Industry-wide recognition
VIA created the Mini-iTX Main-board design as an open reference, meaning anyone can use the board without paying royalties -- putting the design more firmly on the road to mass production. The benefit for VIA comes in industry-wide recognition and the possibility to gain market share in another arena -- the US$29 billion computer chip industry.
The Mini-iTX Mainboard assumes the slimmed down I-appliance or low cost PC will use fewer components and a lower-cost chip that does not need a fan. PCs and notebooks today all come with fans inside to cool down the CPU. Only a handful of companies offer CPU products able to operate without a fan, including Transmeta Corp and some Intel chips like those used in Compaq's iPaq personal digital assistant.

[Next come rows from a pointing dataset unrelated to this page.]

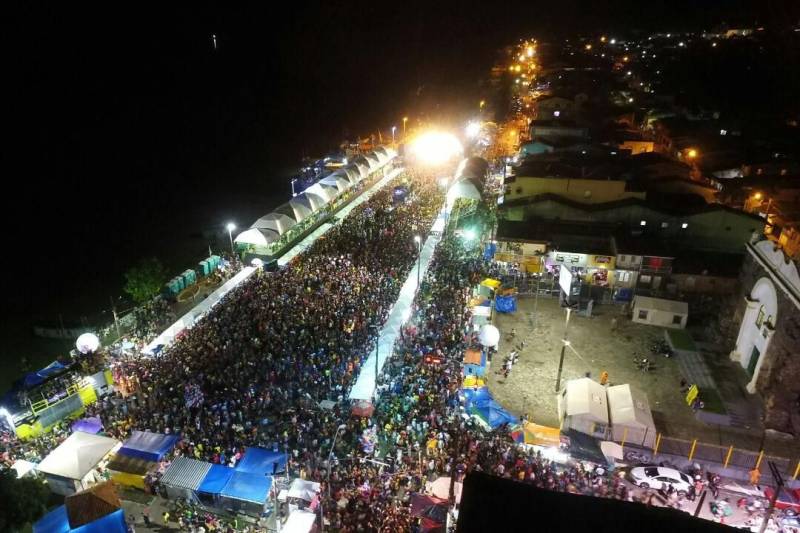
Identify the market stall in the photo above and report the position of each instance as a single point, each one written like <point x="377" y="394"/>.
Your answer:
<point x="74" y="465"/>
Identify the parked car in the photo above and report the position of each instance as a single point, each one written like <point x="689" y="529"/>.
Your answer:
<point x="787" y="499"/>
<point x="659" y="477"/>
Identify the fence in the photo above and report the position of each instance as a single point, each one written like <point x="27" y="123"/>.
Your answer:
<point x="727" y="456"/>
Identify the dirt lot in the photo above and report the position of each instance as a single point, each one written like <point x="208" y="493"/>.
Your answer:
<point x="594" y="348"/>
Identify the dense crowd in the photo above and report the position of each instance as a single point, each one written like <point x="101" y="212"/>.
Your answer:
<point x="254" y="370"/>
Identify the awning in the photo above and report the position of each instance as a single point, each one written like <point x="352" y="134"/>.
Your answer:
<point x="300" y="521"/>
<point x="185" y="473"/>
<point x="216" y="479"/>
<point x="148" y="446"/>
<point x="77" y="455"/>
<point x="247" y="487"/>
<point x="260" y="461"/>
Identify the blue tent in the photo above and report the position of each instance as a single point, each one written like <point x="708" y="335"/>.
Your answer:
<point x="260" y="461"/>
<point x="216" y="479"/>
<point x="505" y="304"/>
<point x="493" y="413"/>
<point x="247" y="487"/>
<point x="473" y="396"/>
<point x="56" y="521"/>
<point x="148" y="446"/>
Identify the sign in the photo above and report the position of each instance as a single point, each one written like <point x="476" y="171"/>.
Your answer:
<point x="691" y="395"/>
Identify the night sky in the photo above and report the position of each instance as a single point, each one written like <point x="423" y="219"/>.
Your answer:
<point x="130" y="133"/>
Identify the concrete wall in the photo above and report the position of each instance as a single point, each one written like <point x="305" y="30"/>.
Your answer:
<point x="777" y="378"/>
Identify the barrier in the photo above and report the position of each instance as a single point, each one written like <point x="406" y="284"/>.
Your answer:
<point x="725" y="456"/>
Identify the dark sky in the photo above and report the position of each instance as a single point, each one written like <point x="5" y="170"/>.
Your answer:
<point x="129" y="132"/>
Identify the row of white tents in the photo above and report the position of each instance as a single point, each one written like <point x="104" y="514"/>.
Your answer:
<point x="268" y="229"/>
<point x="620" y="413"/>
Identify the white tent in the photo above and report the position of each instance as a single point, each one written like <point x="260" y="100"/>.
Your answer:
<point x="299" y="521"/>
<point x="258" y="236"/>
<point x="338" y="180"/>
<point x="23" y="468"/>
<point x="462" y="189"/>
<point x="583" y="406"/>
<point x="70" y="467"/>
<point x="631" y="419"/>
<point x="660" y="312"/>
<point x="304" y="490"/>
<point x="324" y="191"/>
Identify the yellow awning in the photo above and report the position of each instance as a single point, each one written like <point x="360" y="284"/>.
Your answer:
<point x="491" y="283"/>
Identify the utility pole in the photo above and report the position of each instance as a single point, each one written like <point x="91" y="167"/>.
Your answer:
<point x="116" y="320"/>
<point x="564" y="345"/>
<point x="776" y="475"/>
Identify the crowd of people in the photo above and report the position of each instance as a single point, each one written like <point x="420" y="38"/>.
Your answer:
<point x="254" y="371"/>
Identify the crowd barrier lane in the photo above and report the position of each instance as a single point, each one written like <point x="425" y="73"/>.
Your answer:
<point x="726" y="456"/>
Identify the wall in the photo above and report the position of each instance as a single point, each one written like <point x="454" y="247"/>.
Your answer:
<point x="778" y="378"/>
<point x="581" y="190"/>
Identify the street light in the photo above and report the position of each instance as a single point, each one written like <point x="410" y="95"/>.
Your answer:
<point x="231" y="226"/>
<point x="376" y="328"/>
<point x="342" y="427"/>
<point x="564" y="345"/>
<point x="418" y="240"/>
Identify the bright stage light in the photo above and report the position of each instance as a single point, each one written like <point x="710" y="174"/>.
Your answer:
<point x="435" y="148"/>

VIA integrated graphics and sound functions on the chipsets used on the Min-iTX and placed its CPU, dubbed C3, on the board. The C3 processor gives off minimal heat, eliminating the need for a fan, while operating at speeds up to 866MHz. Brown said a faster version of the C3 is due out later this year or early next year, it will join the 1GHz chip alongside Intel and AMD.
With the motherboard venture, low-cost PC and CPU, a separate joint wireless technology project in Sweden, a tablet PC and other efforts, Brown believes VIA's efforts will result in the same rapid growth the firm experienced last year. In the meantime, Intel lawsuits and the current tech slump will continue to keep the company busy.